DULUTH – The Duluth City Council has agreed to contract with a Twin Cities agency and its partner to market the city to tourists, a break from 86 years of letting Visit Duluth steer those efforts.
Several council members said Monday night that the $1.8 million proposal was the most important vote they have considered — not for the cost, which is paid for by tourism taxes, but for the message it sends and the high stakes for one of Duluth's most important industries.
After several hours of discussion and a presentation by Edina-based Bellmont Partners and partner agency Lawrence & Schiller, the council voted 7-1 to move ahead with the two.
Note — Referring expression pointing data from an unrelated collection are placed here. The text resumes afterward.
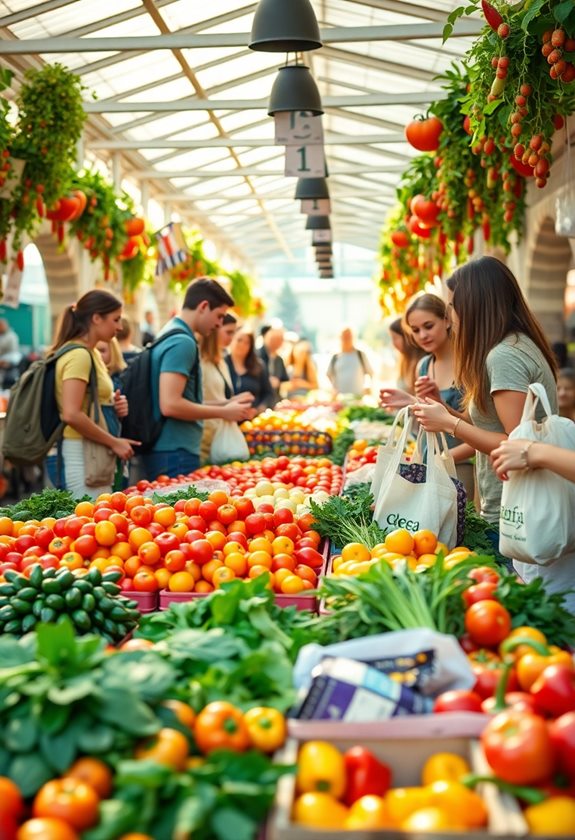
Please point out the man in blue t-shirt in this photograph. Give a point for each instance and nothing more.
(177, 383)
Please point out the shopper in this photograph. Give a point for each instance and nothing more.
(347, 370)
(216, 380)
(426, 324)
(566, 393)
(113, 358)
(273, 338)
(94, 318)
(500, 350)
(301, 369)
(177, 392)
(248, 372)
(409, 356)
(129, 350)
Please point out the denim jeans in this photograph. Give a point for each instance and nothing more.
(173, 463)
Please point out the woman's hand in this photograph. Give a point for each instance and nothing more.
(120, 404)
(394, 398)
(508, 456)
(426, 387)
(433, 416)
(123, 448)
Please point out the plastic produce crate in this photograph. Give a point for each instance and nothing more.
(289, 442)
(303, 600)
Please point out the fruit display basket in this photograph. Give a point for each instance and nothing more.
(288, 442)
(404, 744)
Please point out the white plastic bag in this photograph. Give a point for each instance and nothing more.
(432, 505)
(228, 444)
(536, 522)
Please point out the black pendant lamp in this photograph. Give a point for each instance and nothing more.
(318, 223)
(311, 189)
(294, 89)
(284, 26)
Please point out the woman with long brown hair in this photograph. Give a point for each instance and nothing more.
(247, 370)
(499, 350)
(93, 318)
(409, 355)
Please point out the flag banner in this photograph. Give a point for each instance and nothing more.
(172, 249)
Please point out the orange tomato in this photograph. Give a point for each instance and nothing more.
(181, 582)
(84, 509)
(139, 536)
(165, 516)
(283, 545)
(259, 558)
(399, 541)
(169, 747)
(93, 772)
(237, 562)
(222, 575)
(46, 828)
(291, 585)
(424, 542)
(105, 533)
(355, 551)
(68, 799)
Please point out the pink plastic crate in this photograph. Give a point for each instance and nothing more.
(147, 601)
(301, 601)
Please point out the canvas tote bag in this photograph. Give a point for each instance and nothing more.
(431, 504)
(536, 522)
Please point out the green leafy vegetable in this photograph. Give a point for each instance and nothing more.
(49, 502)
(530, 604)
(348, 518)
(385, 599)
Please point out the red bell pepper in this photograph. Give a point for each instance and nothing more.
(554, 690)
(365, 775)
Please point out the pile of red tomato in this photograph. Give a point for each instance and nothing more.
(191, 546)
(308, 473)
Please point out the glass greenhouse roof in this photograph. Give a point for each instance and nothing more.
(190, 122)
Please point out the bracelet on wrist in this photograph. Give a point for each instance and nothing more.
(525, 453)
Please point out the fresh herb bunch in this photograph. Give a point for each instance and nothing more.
(348, 518)
(57, 503)
(476, 534)
(189, 493)
(340, 446)
(365, 412)
(235, 644)
(385, 599)
(227, 796)
(531, 605)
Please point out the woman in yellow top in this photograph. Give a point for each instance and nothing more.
(95, 317)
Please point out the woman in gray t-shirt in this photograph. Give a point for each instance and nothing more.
(500, 350)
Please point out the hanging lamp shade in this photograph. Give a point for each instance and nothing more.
(284, 26)
(294, 89)
(318, 223)
(311, 188)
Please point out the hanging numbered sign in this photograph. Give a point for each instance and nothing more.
(292, 128)
(305, 162)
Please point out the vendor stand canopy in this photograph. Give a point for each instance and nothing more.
(181, 105)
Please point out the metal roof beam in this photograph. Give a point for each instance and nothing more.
(379, 64)
(203, 104)
(251, 171)
(329, 140)
(205, 40)
(401, 8)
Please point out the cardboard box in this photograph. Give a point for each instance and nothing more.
(405, 745)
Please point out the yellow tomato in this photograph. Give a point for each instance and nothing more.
(319, 810)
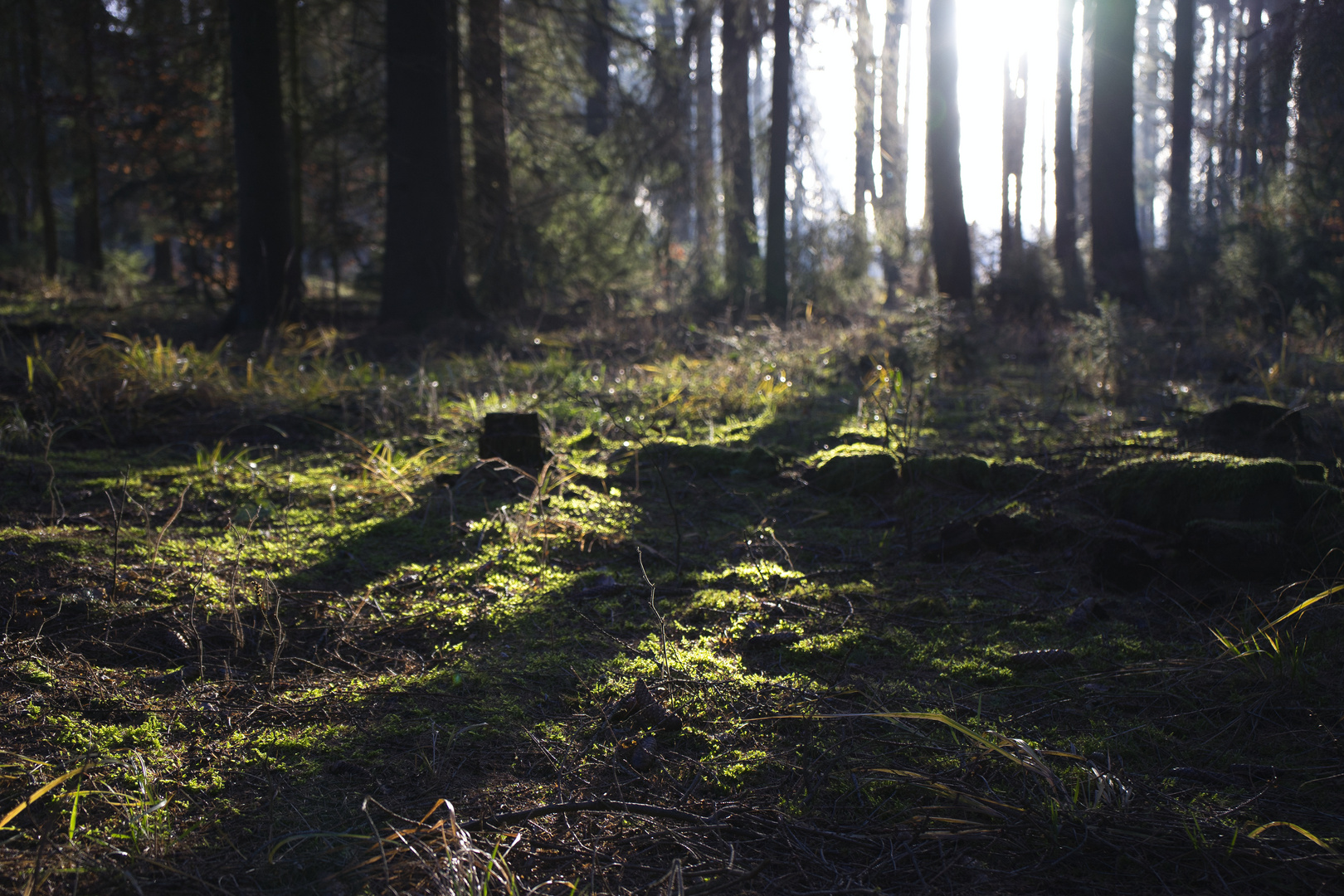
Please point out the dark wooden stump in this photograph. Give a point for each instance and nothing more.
(515, 438)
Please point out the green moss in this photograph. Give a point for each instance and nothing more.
(971, 472)
(1170, 492)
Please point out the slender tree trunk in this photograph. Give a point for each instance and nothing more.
(776, 258)
(597, 60)
(672, 71)
(1278, 89)
(498, 264)
(422, 277)
(268, 268)
(1218, 109)
(891, 151)
(1118, 257)
(1066, 171)
(1085, 114)
(296, 130)
(706, 187)
(1151, 124)
(35, 89)
(864, 89)
(1014, 147)
(88, 226)
(1183, 127)
(735, 128)
(1253, 88)
(951, 236)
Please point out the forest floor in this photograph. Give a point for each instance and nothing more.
(269, 626)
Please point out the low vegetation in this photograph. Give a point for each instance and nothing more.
(816, 610)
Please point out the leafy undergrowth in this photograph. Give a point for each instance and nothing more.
(329, 655)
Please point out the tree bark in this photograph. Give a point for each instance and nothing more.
(35, 89)
(597, 58)
(1118, 257)
(1014, 147)
(1253, 88)
(499, 282)
(706, 190)
(864, 89)
(1085, 110)
(422, 273)
(1066, 171)
(1278, 88)
(268, 269)
(951, 238)
(776, 258)
(1183, 125)
(735, 132)
(88, 226)
(891, 151)
(296, 129)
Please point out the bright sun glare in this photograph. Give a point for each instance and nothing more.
(986, 30)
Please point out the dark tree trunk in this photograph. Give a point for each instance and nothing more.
(891, 151)
(296, 129)
(951, 238)
(1085, 110)
(776, 260)
(163, 261)
(741, 249)
(35, 89)
(1253, 88)
(597, 60)
(864, 89)
(88, 226)
(499, 282)
(706, 190)
(1066, 171)
(1183, 124)
(1014, 145)
(422, 275)
(672, 71)
(1278, 89)
(268, 268)
(1218, 109)
(1118, 258)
The council will vote on a full contract at a future meeting.
"I believe it is time for change," said Council Member Gary Anderson. "We're not signing a contract for the next 86 years. … This is a good path for us to be on today."
The proposal announced by Mayor Emily Larson last week provoked a backlash among residents and business owners. Dozens of them e-mailed the City Council and spoke Monday night in support of continuing with the Visit Duluth tourism bureau, which finished fourth in a competitive bidding process this summer that drew more than two dozen applicants.
"If you're touting a 3 to 4 percent increase in tourism taxes, something that's done routinely here already, isn't this a big, cumbersome, awkward, divisive road to go down for such uncertainty?" said Brian Daugherty, president of Grandma's Restaurant Co.
Visit Duluth leaders made a last-minute pitch to City Council on Monday night, saying the nonprofit had adopted new technology and moved away from a "pay for play" model that some businesses said kept them from accessing public money. Nearly all of the tourism bureau's funding comes from city tourism tax dollars.